# Forest Cover Type 2a): SageMaker Autopilot

In this notebook, we'll tackle our Forest Cover Type classification problem using [**Amazon SageMaker Autopilot**](https://aws.amazon.com/sagemaker/autopilot/): A service that automatically trains and tunes the best machine learning models for classification or regression, based on your data while allowing to maintain full control and visibility.

## Libraries and configuration

In [None]:
%load_ext autoreload
%autoreload 2

# External Dependencies:
import boto3
import numpy as np
import pandas as pd
import sagemaker
from smexperiments.experiment import Experiment
from smexperiments.trial import Trial
from smexperiments.trial_component import TrialComponent
from smexperiments.tracker import Tracker

# Local Dependencies:
import util

In [None]:
%store -r bucket_name
%store -r experiment_name
%store -r preproc_trial_component_name
%store -r project_id

bucket = boto3.resource("s3").Bucket(bucket_name)
role = sagemaker.get_execution_role()
smclient = boto3.client("sagemaker")
smsess = sagemaker.session.Session()

project_config = util.project.init(project_id)  # Read project stack parameters from the AWS SSM store
print(project_config)

## Training the model

For the purposes of **our Experiment**, the (best outcome of the) Autopilot approach is one trial to be compared against other qualitatively different approaches.

Autopilot will automatically log **its own Experiment** describing the different candidate pre-processing and modelling configurations it explored: We can think of this as a lower-level experiment contributing towards our overall Forest Cover exercise.

In [None]:
automl_trial = Trial.create(
    trial_name=util.append_timestamp("autopilot"), 
    experiment_name=experiment_name,
    sagemaker_boto_client=smclient,
)
automl_trial.add_trial_component(preproc_trial_component_name)

preproc_trial_component = TrialComponent.load(preproc_trial_component_name)

With the [high-level SageMaker SDK](https://sagemaker.readthedocs.io/en/stable/api/training/automl.html), defining and running an AutoML job is very similar to the `Estimator` API, but with higher-level parameters.
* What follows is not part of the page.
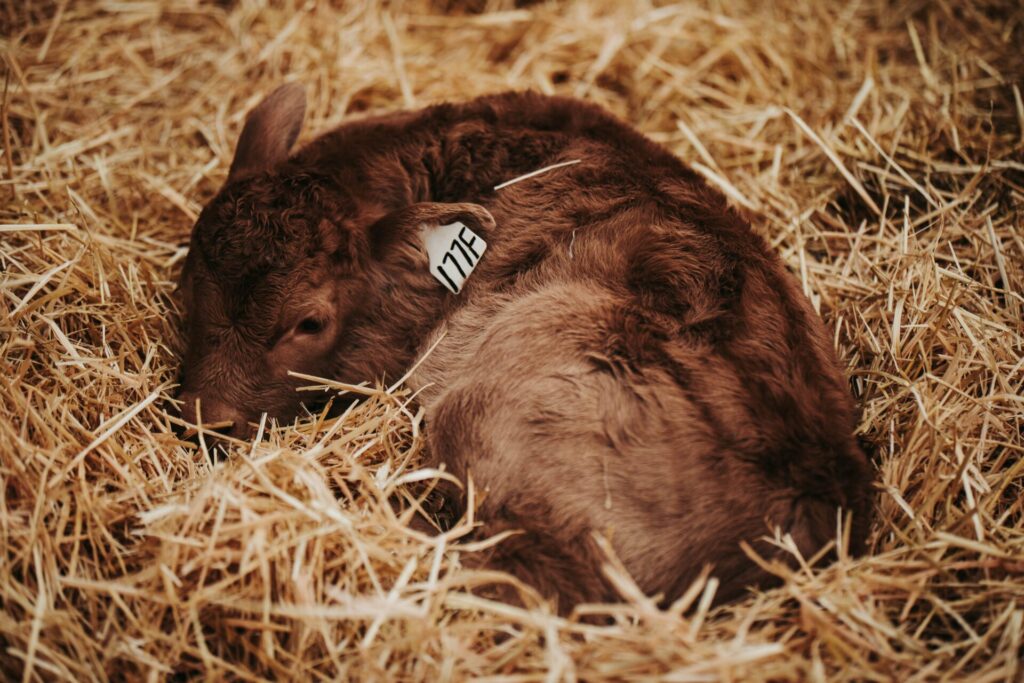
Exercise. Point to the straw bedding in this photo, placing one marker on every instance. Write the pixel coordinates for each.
(878, 145)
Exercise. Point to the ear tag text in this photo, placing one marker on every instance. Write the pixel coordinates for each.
(454, 251)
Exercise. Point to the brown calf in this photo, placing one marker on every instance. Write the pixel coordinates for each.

As always, it's possible to use the lower-level, cross-AWS [boto3 SDK](https://boto3.amazonaws.com/v1/documentation/api/latest/index.html) to achieve the same results with usually more verbose code. The alternative boto3 syntax can be seen in the [official Autopilot samples](https://github.com/awslabs/amazon-sagemaker-examples/tree/master/autopilot).

In [None]:
autoestimator = sagemaker.automl.automl.AutoML(
    role=role,
    sagemaker_session=smsess,
    target_attribute_name="Cover_Type",
    problem_type="MulticlassClassification",
    job_objective={ "MetricName": "Accuracy" },
    output_path=f"s3://{bucket_name}/automl",
    base_job_name="auto-forestcover",
    max_candidates=30,
    #max_runtime_per_training_job_in_seconds=None,
    #total_job_runtime_in_seconds=None,
    generate_candidate_definitions_only=False,
    tags=None,
)

Owing to the amount of parallel experimentation going on, Autopilot log streams can be a bit much... Instead, we'll asynchronously kick off the job then produce a simple status spinner in the cell below.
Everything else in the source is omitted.